RNA結合タンパクMSI2の限定分解によるがん幹細胞の運命制御機構

研究課題

研究課題/領域番号 17K20148
研究機関京都大学

研究代表者

伊藤 貴浩  京都大学, ウイルス・再生医科学研究所, 教授

研究期間 (年度) 2019 – 2021
キーワード白血病 / がん幹細胞
研究実績の概要

本研究の目的は、幹細胞の運命制御に与る分子機構を明らかにすることである。幹細胞は、多分化能を保持しながら増殖できる自己複製能を持つ特殊な細胞で、成体においては常に成熟細胞を供給することで組織恒常性の維持に寄与する。一方、腫瘍組織にも自己複製能、分化能の異なる複数種のがん細胞が存在し、正常組織に類似した階層性を持つことが明らかにされた。特に、自己複製能を持つ「がん幹細胞」は、治療抵抗性や病期進行、転移、再発に必須であり、有効な治療標的である。すなわち、幹細胞性を支える分子機構の理解は健常組織とがんの生物学の双方において重要であり、研究代表者は白血病のがん幹細胞を対象とした研究からその解明を目指している。私たちはある種の細胞内アミノ酸代謝酵素や細胞運命制御因子が白血病幹細胞の維持に必須であること、また両因子の発現がRNA結合タンパクMSI2によって制御されることを明らかにした。本研究ではこのRNA結合タンパクの分解が幹細胞機能の制御にどう関与するかを解明する。これまでに、MSI2の限定分解部位を質量分析法により決定した。また、限定分解の必要性を知るため部位特異的変異導入法によって複数の変異体タンパクを作成しその機能を検討中である。

現在までの達成度 (区分)
現在までの達成度 (区分)

2: おおむね順調に進展している

理由

本研究の初年度前半は、米国の前所属機関から京都大学への移転と適切な研究環境の整備を目指しこれを達成した。

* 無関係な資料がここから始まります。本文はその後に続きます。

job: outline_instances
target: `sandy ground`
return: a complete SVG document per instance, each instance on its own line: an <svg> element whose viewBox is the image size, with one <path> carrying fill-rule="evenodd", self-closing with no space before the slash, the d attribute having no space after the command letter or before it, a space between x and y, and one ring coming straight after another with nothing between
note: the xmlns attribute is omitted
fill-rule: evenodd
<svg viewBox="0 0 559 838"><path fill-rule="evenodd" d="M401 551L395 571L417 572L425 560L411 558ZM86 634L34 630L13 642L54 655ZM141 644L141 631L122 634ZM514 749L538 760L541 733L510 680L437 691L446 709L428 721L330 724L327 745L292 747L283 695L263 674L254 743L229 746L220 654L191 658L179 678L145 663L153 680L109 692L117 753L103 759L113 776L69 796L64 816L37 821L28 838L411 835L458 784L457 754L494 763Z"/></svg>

研究開始後は当初の計画通り、限定分解を受けるMSI2タンパク部位を決定することに成功した。2つの異なる質量分析法を用いたが、いずれの方法でも同一部位を同定できた。その後、この結果に基づく変異体の作成とその生物学的活性の解析を行う実験系の構築についても順調に進展している。

今後の研究の推進方策

マウス個体を用いた解析が可能になるよう動物実験計画等の整備を行うとともに、当初の計画に従って解析を進めていく。

次年度使用額が生じた理由

345千円程度の繰り越し・次年度使用が生じたが、これは主に人材雇用の若干の遅れによるものである。次年度の物品費(試薬類)の購入に充当する計画である。

  • 研究成果

    (8件)

すべて 2019 その他

すべて 国際共同研究 (1件) 雑誌論文 (1件) (うち国際共著 1件、 査読あり 1件、 オープンアクセス 1件) 学会発表 (6件) (うち国際学会 2件、 招待講演 6件)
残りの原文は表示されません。